Edward Howard, 1st Baron Howard of Escrick (died 24 April 1675) was an English nobleman and Parliamentarian.

Howard was the youngest son of Thomas Howard, 1st Earl of Suffolk. He was knighted KB in 1616, when Charles became Prince of Wales. In 1624 he was elected Member of Parliament for Calne and for Wallingford and chose to sit for Calne. On the death of his father in 1626, he inherited an estate in Tollesbury, Essex. He was elected MP for Hertford in 1628 but created Baron Howard of Escrick on 12 April 1628.
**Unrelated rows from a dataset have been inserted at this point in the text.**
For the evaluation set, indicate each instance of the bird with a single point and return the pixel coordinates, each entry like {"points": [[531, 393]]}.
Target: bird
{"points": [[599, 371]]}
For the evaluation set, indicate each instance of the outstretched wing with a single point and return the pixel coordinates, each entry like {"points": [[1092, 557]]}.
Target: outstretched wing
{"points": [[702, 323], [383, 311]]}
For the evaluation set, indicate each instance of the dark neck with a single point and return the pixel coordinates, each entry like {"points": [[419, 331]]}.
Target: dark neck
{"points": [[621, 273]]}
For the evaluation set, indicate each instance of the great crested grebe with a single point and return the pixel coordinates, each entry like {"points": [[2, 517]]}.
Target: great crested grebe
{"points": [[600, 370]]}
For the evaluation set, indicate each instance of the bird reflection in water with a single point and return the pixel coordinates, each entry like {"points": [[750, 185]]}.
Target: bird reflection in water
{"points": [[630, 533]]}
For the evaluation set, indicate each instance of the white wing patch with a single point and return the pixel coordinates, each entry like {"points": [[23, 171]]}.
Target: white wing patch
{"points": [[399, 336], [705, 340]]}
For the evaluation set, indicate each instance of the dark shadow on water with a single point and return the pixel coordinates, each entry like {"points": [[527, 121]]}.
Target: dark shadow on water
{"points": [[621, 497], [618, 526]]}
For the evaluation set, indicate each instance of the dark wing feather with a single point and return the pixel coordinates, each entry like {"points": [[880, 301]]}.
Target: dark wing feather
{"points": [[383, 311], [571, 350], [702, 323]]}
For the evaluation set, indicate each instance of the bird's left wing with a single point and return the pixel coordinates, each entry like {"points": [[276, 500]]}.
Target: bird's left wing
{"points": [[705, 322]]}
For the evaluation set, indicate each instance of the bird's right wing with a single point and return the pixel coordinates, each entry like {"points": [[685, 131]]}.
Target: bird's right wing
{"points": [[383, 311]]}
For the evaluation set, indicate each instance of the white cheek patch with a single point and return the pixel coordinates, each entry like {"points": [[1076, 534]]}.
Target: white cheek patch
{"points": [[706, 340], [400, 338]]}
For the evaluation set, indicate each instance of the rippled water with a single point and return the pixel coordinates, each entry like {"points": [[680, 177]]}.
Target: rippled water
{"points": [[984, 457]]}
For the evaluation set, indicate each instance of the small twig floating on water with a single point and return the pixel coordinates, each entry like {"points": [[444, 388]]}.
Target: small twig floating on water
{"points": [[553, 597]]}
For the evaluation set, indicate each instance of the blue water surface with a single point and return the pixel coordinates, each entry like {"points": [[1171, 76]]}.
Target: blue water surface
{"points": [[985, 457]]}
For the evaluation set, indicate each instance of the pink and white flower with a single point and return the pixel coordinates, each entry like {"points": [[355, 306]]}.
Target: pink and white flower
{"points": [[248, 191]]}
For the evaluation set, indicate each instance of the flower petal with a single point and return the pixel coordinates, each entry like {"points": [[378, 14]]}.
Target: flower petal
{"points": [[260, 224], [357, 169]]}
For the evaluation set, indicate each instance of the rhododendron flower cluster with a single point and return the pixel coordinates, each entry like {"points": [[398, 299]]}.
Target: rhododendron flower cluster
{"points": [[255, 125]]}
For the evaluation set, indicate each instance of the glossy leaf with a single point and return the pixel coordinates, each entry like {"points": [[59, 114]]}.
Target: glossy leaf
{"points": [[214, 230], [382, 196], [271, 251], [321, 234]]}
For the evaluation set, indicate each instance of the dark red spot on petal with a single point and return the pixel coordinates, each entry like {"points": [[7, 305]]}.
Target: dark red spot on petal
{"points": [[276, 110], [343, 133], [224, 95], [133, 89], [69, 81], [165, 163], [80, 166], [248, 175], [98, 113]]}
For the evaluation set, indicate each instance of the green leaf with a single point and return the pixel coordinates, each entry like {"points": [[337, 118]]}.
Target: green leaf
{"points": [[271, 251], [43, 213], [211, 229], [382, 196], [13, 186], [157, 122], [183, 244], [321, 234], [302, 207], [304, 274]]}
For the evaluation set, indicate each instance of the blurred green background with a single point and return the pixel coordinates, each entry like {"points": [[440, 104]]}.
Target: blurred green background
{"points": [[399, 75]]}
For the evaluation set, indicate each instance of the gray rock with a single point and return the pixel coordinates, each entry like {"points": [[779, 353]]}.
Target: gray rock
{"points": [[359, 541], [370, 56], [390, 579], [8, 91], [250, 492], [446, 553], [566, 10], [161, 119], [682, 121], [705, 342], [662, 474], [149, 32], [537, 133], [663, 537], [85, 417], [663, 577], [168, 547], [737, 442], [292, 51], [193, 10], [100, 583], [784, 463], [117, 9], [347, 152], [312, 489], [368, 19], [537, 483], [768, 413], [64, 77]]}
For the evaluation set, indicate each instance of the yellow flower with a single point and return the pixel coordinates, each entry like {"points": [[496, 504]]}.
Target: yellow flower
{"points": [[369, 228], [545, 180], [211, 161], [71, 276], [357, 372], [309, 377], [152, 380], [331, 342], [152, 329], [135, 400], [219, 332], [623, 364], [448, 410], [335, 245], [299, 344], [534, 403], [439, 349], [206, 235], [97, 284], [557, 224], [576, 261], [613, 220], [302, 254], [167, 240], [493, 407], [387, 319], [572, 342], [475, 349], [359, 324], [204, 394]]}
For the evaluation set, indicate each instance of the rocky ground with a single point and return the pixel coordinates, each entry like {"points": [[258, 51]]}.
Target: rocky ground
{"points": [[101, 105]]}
Howard was one of the twelve peers who signed a petition in August 1640, opposing Charles I's expedition into Scotland. In May 1641 he was one of 10 peers selected to serve on a committee to investigate the first Army Plot. He was very active in the early parts of the English Civil War. He was one of the ten Lords selected to attend the Westminster Assembly of Divines along with 20 Commoners as lay assessor, and was often employed in negotiations with Scottish officials. However, he was left off the Committee of Both Kingdoms and generally seems to play less of a role in the coming years.

After the abolition of the House of Lords in 1649, he sat in the Commons as member for Carlisle and served on the council of state. In 1651 he was expelled from parliament for corruption. He sold Escrick in 1668.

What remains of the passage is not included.